Entretien donné pour 7sur7.be publié le 9 avril 2022. Propos recueillis par Tom Coninx.
La France est appelée aux urnes dimanche pour le premier tour d’une présidentielle qui devrait rééditer le duel de 2017 entre Emmanuel Macron et Marine Le Pen. L’opposition est annoncée depuis des mois dans les médias. À tort? Le scrutin est-il réellement cousu de fil blanc ou peut-on s’attendre à des surprises? Confortablement installé dans son fauteuil d’outsider, Jean-Luc Mélenchon espère toujours rallier le second tour. “Ça n’aura pas lieu, ça, Macron-Le Pen”, a récemment estimé le candidat de la France insoumise. Ambition légitime ou utopie non dissimulée? Focus.
“Je pense que j’ai une très sérieuse probabilité d’y arriver et que M. Macron ferait bien de se demander s’il est réellement certain qu’il va s’y trouver. Regardez les courbes. » Cette sortie sentie de Jean-Luc Mélenchon lors de son dernier grand meeting de campagne prendra-t-elle l’allure d’une prophétie dans les prochaines heures? Ce scénario n’est pas le plus probable, mais il ne paraît pas (plus) inimaginable. Dans un passé pas très lointain, rien ni personne ne semblait pouvoir perturber le match annoncé entre Emmanuel Macron et Marine Le Pen.
“Les médias ont presque pré-écrit le scénario de cette présidentielle en misant sur ce duo, le même qu’en 2017. Mais il existe un sentiment de rejet du gouvernement et surtout du président. Il ne faut pas non plus oublier que Marine Le Pen a déçu son électorat en 2017. Une grande partie de la population ne veut ni de Macron ni de Le Pen”, entame Nicolas Baygert, professeur de communication politique à l’Ihecs et à Sciences Po Paris.
La hype Zemmour n’a pas tenu
“L’unique candidature détonante, celle d’Eric Zemmour, a rabattu les cartes à droite et à l’extrême droite. Il a longtemps été positionné en candidat miroir face à Le Pen. Mais ces dernières semaines, notamment en raison de la guerre en Russie, il a perdu de sa hype initiale”, poursuit le docteur en sciences de l’information.
À droite, seule Marine Le Pen semble donc pouvoir détrôner l’actuel président. Largement battue en 2017 par son adversaire, qui l’avait écrasée lors d’un débat d’entre-deux-tours, elle a réussi à banaliser l’extrême droite et pourrait devenir la première présidente française le 24 avril prochain.
Distancée par Emmanuel Macron, il y a quelques mois dans les sondages, elle a refait tout son retard ou presque dans les derniers jours de la campagne. “La dynamique en faveur de Marine Le Pen n’a jamais été aussi puissante. Un espoir se lève. Ne dispersez pas vos voix”, s’est réjoui le président par intérim de son parti, Jordan Bardella, en début de semaine.

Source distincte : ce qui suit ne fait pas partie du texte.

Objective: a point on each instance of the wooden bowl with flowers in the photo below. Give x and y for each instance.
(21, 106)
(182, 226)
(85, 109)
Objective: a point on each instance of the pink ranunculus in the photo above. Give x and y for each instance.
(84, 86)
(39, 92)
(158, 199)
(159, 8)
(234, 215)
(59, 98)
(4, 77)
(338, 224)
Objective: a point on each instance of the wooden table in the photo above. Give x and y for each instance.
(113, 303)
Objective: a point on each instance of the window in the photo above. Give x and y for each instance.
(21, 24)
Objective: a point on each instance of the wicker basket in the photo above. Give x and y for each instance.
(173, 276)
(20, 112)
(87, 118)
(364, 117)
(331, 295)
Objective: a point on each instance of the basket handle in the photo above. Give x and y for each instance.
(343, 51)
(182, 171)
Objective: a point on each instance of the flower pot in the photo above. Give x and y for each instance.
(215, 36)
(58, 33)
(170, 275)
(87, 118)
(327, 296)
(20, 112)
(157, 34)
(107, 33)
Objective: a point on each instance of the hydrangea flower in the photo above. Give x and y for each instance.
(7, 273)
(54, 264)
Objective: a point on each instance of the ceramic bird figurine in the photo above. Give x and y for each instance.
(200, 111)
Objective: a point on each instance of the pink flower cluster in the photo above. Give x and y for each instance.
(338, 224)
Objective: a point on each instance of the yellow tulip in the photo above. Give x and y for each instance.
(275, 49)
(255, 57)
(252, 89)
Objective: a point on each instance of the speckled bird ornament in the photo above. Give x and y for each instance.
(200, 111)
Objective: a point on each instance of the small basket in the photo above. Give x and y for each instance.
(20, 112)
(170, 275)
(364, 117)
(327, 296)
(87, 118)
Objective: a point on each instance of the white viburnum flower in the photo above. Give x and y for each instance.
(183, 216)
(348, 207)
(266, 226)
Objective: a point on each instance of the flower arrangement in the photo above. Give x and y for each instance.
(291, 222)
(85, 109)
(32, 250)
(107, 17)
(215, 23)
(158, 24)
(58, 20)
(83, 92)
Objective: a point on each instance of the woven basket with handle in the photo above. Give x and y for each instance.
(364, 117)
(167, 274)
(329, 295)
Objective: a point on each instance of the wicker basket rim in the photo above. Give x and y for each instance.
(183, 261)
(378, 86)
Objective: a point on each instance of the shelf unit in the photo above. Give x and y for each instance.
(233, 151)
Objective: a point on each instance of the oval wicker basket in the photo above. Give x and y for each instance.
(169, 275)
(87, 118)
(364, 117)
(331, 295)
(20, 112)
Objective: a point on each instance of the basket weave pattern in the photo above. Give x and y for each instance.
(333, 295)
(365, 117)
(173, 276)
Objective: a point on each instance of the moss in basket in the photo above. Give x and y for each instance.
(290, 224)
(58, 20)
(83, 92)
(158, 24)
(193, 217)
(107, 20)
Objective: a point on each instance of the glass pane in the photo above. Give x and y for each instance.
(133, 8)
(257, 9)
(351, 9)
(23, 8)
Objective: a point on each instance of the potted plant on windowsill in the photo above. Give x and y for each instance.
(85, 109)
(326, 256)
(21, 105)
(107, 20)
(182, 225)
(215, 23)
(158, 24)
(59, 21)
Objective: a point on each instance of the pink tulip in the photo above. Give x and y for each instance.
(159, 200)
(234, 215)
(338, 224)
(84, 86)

Un réservoir inédit pour l’extrême droite?
“Quelqu’un qui se prononce maintenant pour Zemmour, Pécresse, voire même pour Mélenchon pourrait considérer Marine Le Pen comme l’alternative. Il pourrait y avoir un report de voix vers elle et des surprises”, estime Nicolas Baygert. “Pour la première fois de l’histoire, on pourrait avoir un représentant du Front National (NDLR: désormais Rassemblement national) qui disposerait d’un réel réservoir de voix provenant d’ailleurs pour apparaître plus fort au second tour.”
Mélenchon, seul à gauche
À l’opposé sur l’échiquier, Jean-Luc Mélenchon ambitionne toujours une place au second tour. “Le vote utile à gauche pourrait lui être favorable. Il a toujours incarné une forme de rupture et apparaissait comme une alternative très radicale. Mais désormais, une partie de l’électorat de centre-gauche, des sociaux-démocrates se disent ‘c’est peut-être le candidat de gauche qu’il nous faut pour le moment et on va composer avec ses excès’. Anne Hidalgo et Yannick Jadot ne sont pas parvenus à rallier les forces d’extrême gauche et de centre-gauche.” Jean-Luc Mélenchon pourrait réussir là où les autres ont échoué.
Sa présence au second tour est la seule surprise possible, estime Nicolas Baygert qui n’exclut pas un “match inédit des offres radicales”, soit un affrontement entre Marine Le Pen et Jean-Luc Mélenchon. “Le contexte géopolitique et le désintérêt des Français pour l’élection présidentielle sont de nature à accentuer l’incertitude.”